ANTİK ÇAĞ'DA GÖLPAZARI VE YÖRESİ

Günümüz Gölpazarı yöresine ait tarihi bilgilere, maalesef tek bir kaynaktan ulaşılamamakta ve bölge hakkında bilgi verebilen yeterli kaynak bulunmamaktadır. Antik çağ öncesi ve sonrası bölge tarihi ile ilgili bilgileri ancak yazılan eserlerin, makalelerin, tezlerin veya tarih kitaplarının küçük paragraflarından arayıp bulmak suretiyle, bölgenin geçmiş tarihi hakkında bilgi sahibi olabilmekteyiz. Bu kaynaklardan elde edilen bilgilerde ise bazı farklılıklar göze çarpmakta ortaya çıkan bu farklılıklar, bölge hakkında yorumlamaya dayalı bilgiler elde edilmesine neden olabilmektedir.

Bölgenin antik çağ geçmişi ile ilgili en önemli bilgilere; “Bithynia (Bitinya)”  bölgesi ile ilgili yazılan eserlerin ilgili bölümlerinden, orta çağ ve sonrası bilgilere ise Osmanlı, Bizans ve Cumhuriyet dönemi tarihçilerinin eserlerinde yer alan paragrafların satır aralarından öğrenebilmekteyiz.

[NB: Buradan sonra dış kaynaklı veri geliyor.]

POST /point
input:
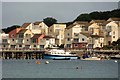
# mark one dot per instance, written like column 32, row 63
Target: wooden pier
column 38, row 54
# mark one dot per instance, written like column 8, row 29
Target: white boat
column 116, row 56
column 59, row 54
column 92, row 58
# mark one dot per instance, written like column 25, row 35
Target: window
column 68, row 34
column 12, row 35
column 20, row 35
column 33, row 40
column 76, row 45
column 76, row 34
column 28, row 35
column 20, row 45
column 113, row 32
column 4, row 46
column 113, row 36
column 4, row 40
column 42, row 46
column 68, row 45
column 12, row 39
column 20, row 40
column 68, row 39
column 76, row 39
column 83, row 39
column 83, row 45
column 34, row 45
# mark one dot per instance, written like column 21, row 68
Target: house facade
column 57, row 31
column 73, row 37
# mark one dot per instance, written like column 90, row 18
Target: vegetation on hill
column 98, row 15
column 8, row 29
column 82, row 17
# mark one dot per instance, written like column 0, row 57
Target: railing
column 70, row 49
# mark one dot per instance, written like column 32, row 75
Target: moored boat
column 115, row 57
column 59, row 54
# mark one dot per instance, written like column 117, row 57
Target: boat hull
column 59, row 57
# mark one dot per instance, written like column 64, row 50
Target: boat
column 91, row 58
column 115, row 57
column 62, row 59
column 59, row 54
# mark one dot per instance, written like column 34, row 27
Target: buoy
column 46, row 62
column 115, row 60
column 37, row 62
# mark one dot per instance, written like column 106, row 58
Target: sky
column 17, row 13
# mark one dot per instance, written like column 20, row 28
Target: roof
column 85, row 33
column 36, row 35
column 97, row 21
column 81, row 22
column 25, row 25
column 105, row 23
column 1, row 31
column 70, row 26
column 48, row 37
column 114, row 19
column 37, row 23
column 22, row 30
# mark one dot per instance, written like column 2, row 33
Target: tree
column 49, row 21
column 83, row 17
column 7, row 30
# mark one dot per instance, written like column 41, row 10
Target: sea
column 63, row 69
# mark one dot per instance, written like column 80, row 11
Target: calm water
column 59, row 69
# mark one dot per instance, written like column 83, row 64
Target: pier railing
column 81, row 50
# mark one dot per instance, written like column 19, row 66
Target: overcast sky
column 21, row 12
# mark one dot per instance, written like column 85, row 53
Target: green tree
column 49, row 21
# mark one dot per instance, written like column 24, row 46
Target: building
column 40, row 28
column 4, row 40
column 113, row 29
column 96, row 39
column 36, row 27
column 13, row 38
column 57, row 31
column 23, row 40
column 73, row 36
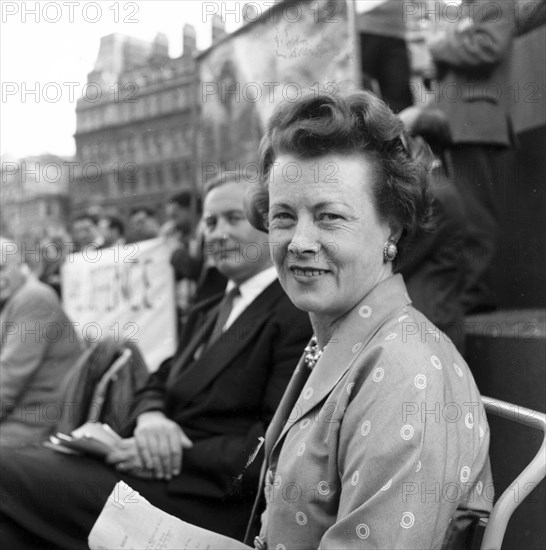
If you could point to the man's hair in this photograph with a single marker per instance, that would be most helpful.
(184, 199)
(218, 181)
(322, 124)
(115, 222)
(148, 211)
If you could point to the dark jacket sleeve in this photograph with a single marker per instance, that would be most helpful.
(152, 396)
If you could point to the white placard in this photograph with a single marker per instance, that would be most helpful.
(126, 292)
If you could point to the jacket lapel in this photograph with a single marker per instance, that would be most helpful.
(194, 334)
(243, 330)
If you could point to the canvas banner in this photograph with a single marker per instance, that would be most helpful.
(125, 292)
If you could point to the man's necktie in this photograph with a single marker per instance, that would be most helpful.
(226, 305)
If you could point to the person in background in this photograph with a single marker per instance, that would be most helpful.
(353, 444)
(432, 264)
(143, 225)
(39, 347)
(85, 232)
(383, 50)
(199, 418)
(179, 230)
(112, 230)
(471, 58)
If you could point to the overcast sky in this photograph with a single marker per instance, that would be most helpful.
(38, 49)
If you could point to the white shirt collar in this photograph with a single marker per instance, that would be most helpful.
(254, 286)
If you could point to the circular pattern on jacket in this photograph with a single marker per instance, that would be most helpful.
(378, 374)
(362, 531)
(355, 478)
(387, 485)
(458, 370)
(307, 393)
(406, 432)
(420, 381)
(323, 488)
(465, 474)
(365, 311)
(356, 347)
(407, 521)
(301, 518)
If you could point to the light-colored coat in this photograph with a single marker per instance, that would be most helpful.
(386, 439)
(473, 60)
(38, 347)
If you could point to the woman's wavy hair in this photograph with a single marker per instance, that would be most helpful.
(321, 124)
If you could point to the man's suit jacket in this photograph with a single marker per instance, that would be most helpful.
(225, 399)
(473, 61)
(38, 348)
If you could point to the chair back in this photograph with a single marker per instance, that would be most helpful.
(525, 482)
(101, 387)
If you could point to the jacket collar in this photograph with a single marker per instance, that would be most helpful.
(214, 360)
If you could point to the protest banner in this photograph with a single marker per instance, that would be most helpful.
(125, 292)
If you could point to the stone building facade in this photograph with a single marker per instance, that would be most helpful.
(135, 126)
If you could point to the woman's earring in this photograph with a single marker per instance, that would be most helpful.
(390, 250)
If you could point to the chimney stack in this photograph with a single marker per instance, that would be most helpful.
(189, 40)
(218, 28)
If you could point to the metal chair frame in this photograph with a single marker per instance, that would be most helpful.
(526, 481)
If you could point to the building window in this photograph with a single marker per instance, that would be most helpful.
(159, 177)
(175, 173)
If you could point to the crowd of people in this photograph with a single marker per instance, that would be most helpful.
(305, 404)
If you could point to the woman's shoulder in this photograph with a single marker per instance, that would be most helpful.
(412, 351)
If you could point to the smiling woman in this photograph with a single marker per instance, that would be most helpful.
(353, 451)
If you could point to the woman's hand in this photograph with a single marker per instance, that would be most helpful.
(160, 442)
(126, 458)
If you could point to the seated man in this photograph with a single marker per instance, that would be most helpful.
(38, 348)
(199, 418)
(432, 264)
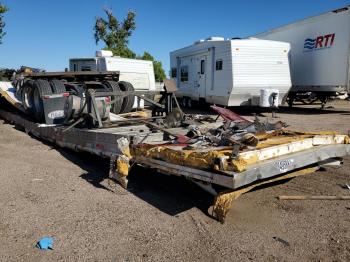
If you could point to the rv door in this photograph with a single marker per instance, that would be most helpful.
(202, 75)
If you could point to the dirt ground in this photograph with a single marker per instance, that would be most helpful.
(48, 191)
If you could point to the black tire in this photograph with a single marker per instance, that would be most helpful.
(77, 90)
(114, 87)
(189, 103)
(41, 88)
(128, 101)
(27, 96)
(57, 86)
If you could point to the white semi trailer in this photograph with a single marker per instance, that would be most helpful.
(231, 72)
(320, 54)
(139, 73)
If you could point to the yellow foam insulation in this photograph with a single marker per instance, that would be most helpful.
(281, 143)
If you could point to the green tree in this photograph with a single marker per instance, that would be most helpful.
(115, 34)
(3, 9)
(159, 73)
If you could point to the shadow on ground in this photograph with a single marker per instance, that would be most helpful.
(171, 195)
(251, 111)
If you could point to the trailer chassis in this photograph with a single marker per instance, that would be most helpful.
(114, 142)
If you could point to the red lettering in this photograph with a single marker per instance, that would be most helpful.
(332, 40)
(327, 38)
(319, 41)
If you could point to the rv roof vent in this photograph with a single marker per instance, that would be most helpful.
(199, 41)
(215, 38)
(104, 53)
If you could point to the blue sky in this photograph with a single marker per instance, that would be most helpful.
(45, 34)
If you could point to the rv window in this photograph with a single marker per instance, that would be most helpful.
(202, 67)
(218, 65)
(173, 72)
(85, 68)
(184, 73)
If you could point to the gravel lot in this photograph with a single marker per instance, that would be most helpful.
(48, 191)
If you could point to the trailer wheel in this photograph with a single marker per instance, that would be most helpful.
(77, 90)
(189, 102)
(128, 101)
(27, 96)
(183, 102)
(41, 88)
(113, 86)
(57, 86)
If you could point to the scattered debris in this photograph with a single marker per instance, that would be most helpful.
(45, 243)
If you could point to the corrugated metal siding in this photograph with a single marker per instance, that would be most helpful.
(260, 64)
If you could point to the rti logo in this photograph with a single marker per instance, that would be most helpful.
(320, 42)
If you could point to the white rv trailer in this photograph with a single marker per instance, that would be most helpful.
(230, 72)
(139, 73)
(320, 52)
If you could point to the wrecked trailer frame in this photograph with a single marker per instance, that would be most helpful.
(226, 186)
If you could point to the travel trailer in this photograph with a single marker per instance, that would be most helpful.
(320, 54)
(231, 72)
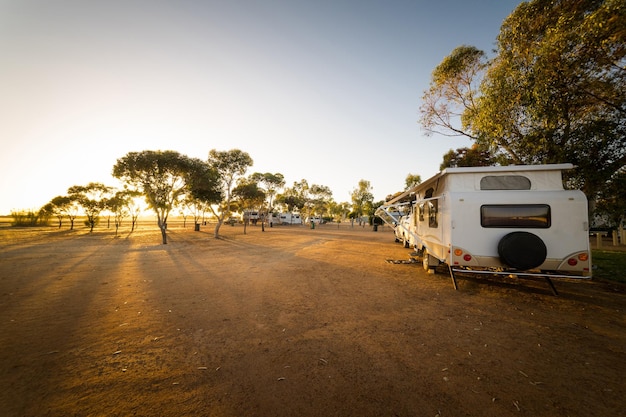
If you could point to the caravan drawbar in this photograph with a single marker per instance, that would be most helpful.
(516, 219)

Bölge; tarih öncesinde çok çeşitli uygarlıklara (Luwiler, Hititler, Frigler, Lidyalılar, Tracklar, Persler, Romalılar, Abbasiler, Bizanslılar, Selçuklular ve son olarak Osmanlılar) ev sahipliği yaptığı yazılıp çizilmiştir.  Bölgenin; erken dönemde Bitinya krallığının, erken ve geç Roma dönemlerinde Roma İmparatorluğuna bağlı (Bizans dâhil) Bitinya Eyaleti’nin, 1326 tarihinde ise Osmanlı devleti Hüdavendigar Livasına bağlı bir kaza olarak tarih sahnesinde yerini aldığını hatırlatmış olalım.

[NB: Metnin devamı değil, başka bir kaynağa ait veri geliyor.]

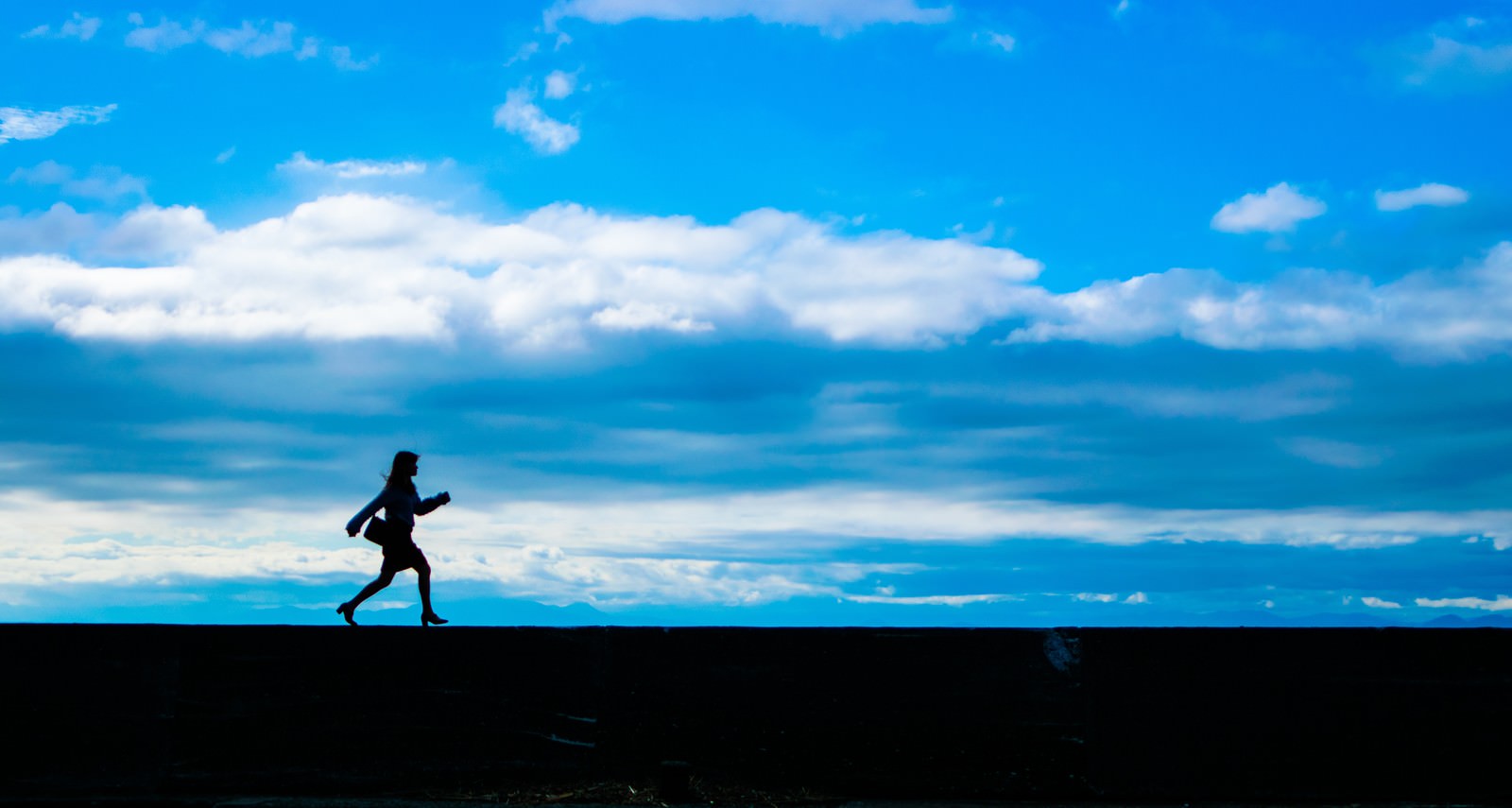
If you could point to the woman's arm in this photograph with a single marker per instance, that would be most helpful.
(431, 503)
(367, 513)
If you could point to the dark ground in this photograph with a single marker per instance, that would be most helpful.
(130, 714)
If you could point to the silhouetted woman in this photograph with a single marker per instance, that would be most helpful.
(401, 504)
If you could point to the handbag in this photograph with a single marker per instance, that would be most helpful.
(378, 531)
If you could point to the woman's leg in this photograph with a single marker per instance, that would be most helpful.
(385, 578)
(427, 614)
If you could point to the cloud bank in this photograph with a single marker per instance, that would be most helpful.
(1435, 315)
(832, 17)
(1277, 211)
(29, 125)
(1434, 194)
(249, 40)
(362, 266)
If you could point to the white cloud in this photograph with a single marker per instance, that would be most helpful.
(519, 115)
(53, 231)
(559, 85)
(1277, 211)
(662, 550)
(249, 40)
(106, 183)
(352, 170)
(1435, 194)
(29, 125)
(153, 232)
(360, 266)
(1428, 315)
(1335, 453)
(524, 53)
(1501, 604)
(1459, 53)
(932, 599)
(253, 42)
(639, 317)
(1003, 42)
(80, 27)
(832, 17)
(165, 35)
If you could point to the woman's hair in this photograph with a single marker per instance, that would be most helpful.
(400, 478)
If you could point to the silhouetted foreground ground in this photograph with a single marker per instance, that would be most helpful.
(634, 716)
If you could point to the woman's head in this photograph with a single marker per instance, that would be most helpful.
(405, 465)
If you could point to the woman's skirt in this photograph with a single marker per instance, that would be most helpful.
(400, 553)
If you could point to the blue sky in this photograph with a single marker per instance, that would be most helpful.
(833, 312)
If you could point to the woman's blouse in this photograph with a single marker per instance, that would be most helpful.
(400, 508)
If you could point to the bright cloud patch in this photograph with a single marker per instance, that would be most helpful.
(360, 266)
(519, 115)
(249, 40)
(79, 27)
(1277, 211)
(352, 170)
(100, 183)
(1502, 603)
(1458, 314)
(1435, 194)
(833, 17)
(1464, 52)
(559, 85)
(29, 125)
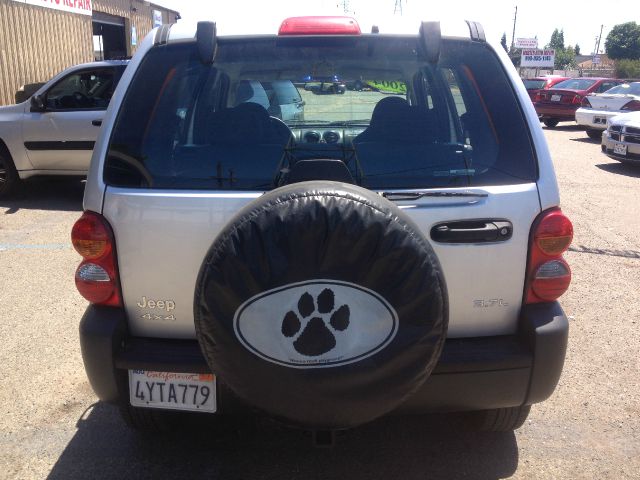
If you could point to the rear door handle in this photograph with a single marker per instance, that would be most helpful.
(472, 231)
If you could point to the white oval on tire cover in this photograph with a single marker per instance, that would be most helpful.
(371, 325)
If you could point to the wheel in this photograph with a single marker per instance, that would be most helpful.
(496, 420)
(595, 134)
(322, 305)
(9, 178)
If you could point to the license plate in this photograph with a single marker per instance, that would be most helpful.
(620, 149)
(174, 391)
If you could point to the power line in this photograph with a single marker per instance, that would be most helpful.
(398, 7)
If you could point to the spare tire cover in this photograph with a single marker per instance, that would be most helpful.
(321, 303)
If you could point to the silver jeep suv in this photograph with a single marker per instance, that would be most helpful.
(389, 250)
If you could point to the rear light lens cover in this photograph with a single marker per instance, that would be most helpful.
(633, 106)
(319, 26)
(554, 234)
(548, 274)
(551, 280)
(97, 276)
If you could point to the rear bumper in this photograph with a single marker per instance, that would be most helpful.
(594, 119)
(472, 374)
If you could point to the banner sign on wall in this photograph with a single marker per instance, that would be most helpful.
(526, 43)
(538, 58)
(83, 7)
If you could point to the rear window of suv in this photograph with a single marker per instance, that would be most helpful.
(393, 119)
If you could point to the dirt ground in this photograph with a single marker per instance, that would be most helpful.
(52, 427)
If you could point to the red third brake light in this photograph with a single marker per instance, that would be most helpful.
(319, 26)
(548, 274)
(97, 275)
(633, 105)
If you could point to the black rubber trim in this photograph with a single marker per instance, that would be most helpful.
(49, 145)
(162, 355)
(102, 332)
(545, 328)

M.S. 1000 li yıllara kadar bölge hakkında bilgi veren kaynaklara ulaşılmakta iken, M.S. 1000-1300 lü yıllar arasında yeterli kaynak olmadığından bölge tarihi tam olarak aydınlatılamamıştır. Bölge bu tarihlerde çok sık el değiştirdiğinden ve yoğun Türkmen göçü nedeniyle tarihçilerimiz bu dönemi “black hall” yani kara delik olarak tanımlamaktadırlar. 1400 yıllardan günümüze gelene değin tek başvuru kaynağımız ise Osmanlı ve Cumhuriyet dönemi Arşiv kayıtları olmuştur. Bölge ile ilgil Osmanlı arşiv kayıtlarının çoğunun günümüz Türkçesine çevrilmemesi, bölge hakkındaki bilgilerin bakir kalmasına neden olmuştur. 2020 yılını uğurladığımız şu anlarda dahi bölgede herhangi bir kazı çalışması yapılmamış, bölge tarihi yapıları definecilerin ve mermer maden ocaklarının ellerine terk edilmiş durumdadır.   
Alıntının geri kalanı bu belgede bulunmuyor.